Building on the argument that borders carefully craft systems of inequality—producing hierarchies and determining who can move safely and who cannot—the contrast between the historical memory of the Dunkirk rescue and the present-day criminalisation of movement is significant. From Calais and Dunkirk, the white cliffs of Dover represent the end of a long, dangerous route. But those same cliffs meant something else in 1940 during Operation Dynamo. It is the case of 1,000 vessels sailing through the Channel to rescue more than 338,000 British and Allied troops stranded on the beaches of Dunkirk. Every five years the Association of Dunkirk Little Ships (ADLS) organises a commemorative crossing described as “a poignant tribute to the bravery and sacrifice” of those involved. Eighty-five years later, other little boats are still trying to cross. So far, 303 people have lost their lives in these attempts—54 of them in 2024 alone. These are only the recorded deaths. On the day the GRABS team was in Dover, the Dunkirk Little Ships commemoration was taking place — while, on that same day, two people lost their lives attempting to cross the Channel. Some boats are portrayed as heroic and celebrated; others are seen as threats and are demonised.

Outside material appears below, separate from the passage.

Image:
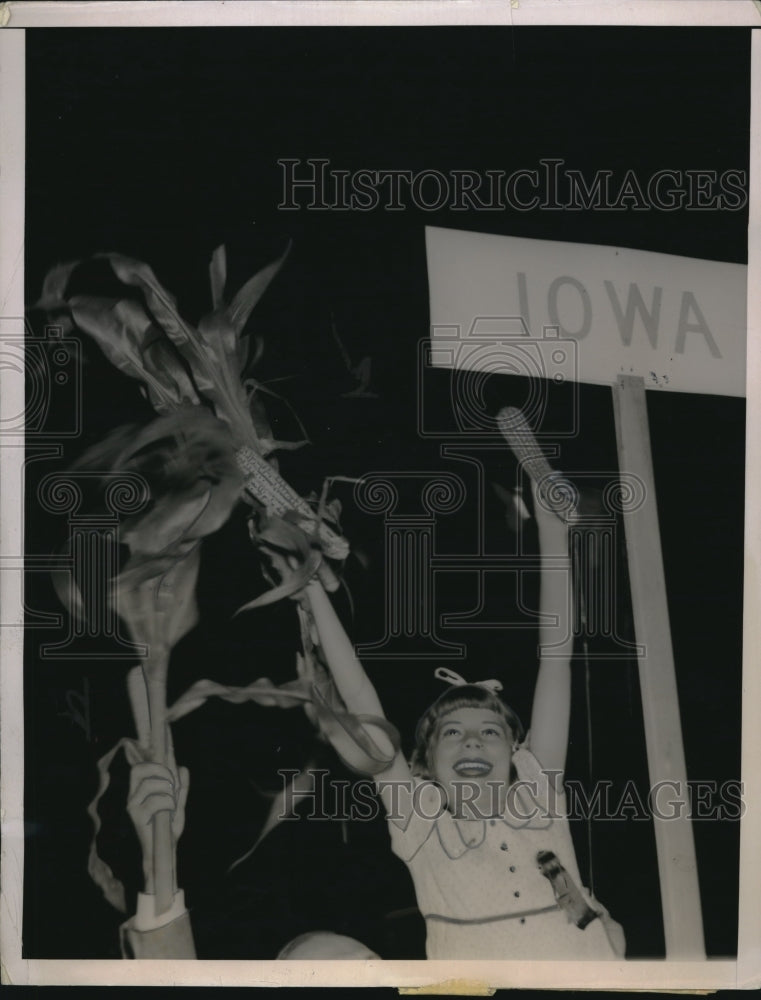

Borders are enforced differently and by their differential enforcement much is revealed about the racialized, gendered and classed divides that borders today seek to enforce (Wonders, 2006)[3]. A testimony to the fact that borders are indeed crafted: it is the same sea, crossed by different people in different boats or through the same (euro)tunnel. These borders are carefully crafted, but care is reserved only for some.